Member of Legislative Assembly Maharashtra
- Incumbent
- Assumed office 2024
- Preceded by: Sangram Anantrao Thopate
- Constituency: Bhor

Personal details
- Born: 13 August 1973 (age 52) Chande, Mulshi taluka, Pune District
- Party: Nationalist Congress Party

= Shankar Mandekar =

Indian politician

Shankar Hiraman Mandekar (born 1973) is an Indian politician from Maharashtra. He is an MLA from Bhor Assembly constituency in Pune District. He won the 2024 Maharashtra Legislative Assembly election representing the Nationalist Congress Party.

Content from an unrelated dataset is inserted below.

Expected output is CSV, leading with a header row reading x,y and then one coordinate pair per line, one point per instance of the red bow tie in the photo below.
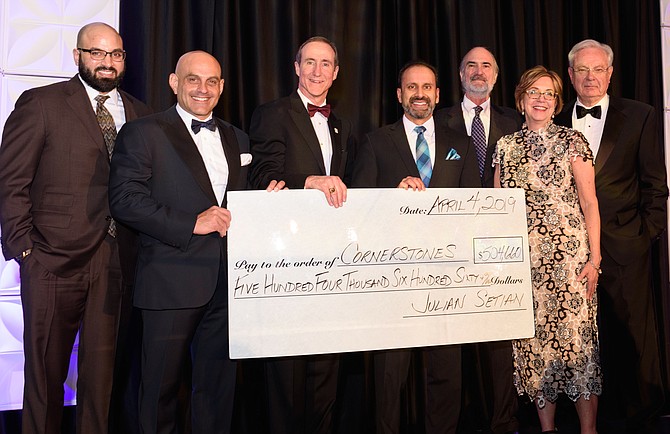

== Early life and education ==
Mandekar is from Chande, Mulshi taluk, Pune District, Maharashtra. He is the son of  Hiraman Vishnu Mandekar. He passed Class 12 at Sant Gora Kumbhar High School and Junior College, Pashan and later discontinued his studies.

== Career ==
Mandekar won from Bhor Assembly constituency representing the Nationalist Congress Party in the 2024 Maharashtra Legislative Assembly election. He polled 126,455 votes and defeated his nearest rival and three time MLA, Sangram Anantrao Thopate of the Indian National Congress, by a margin of 19,638 votes. It ended Congress Party's 15 year hold on the constituency.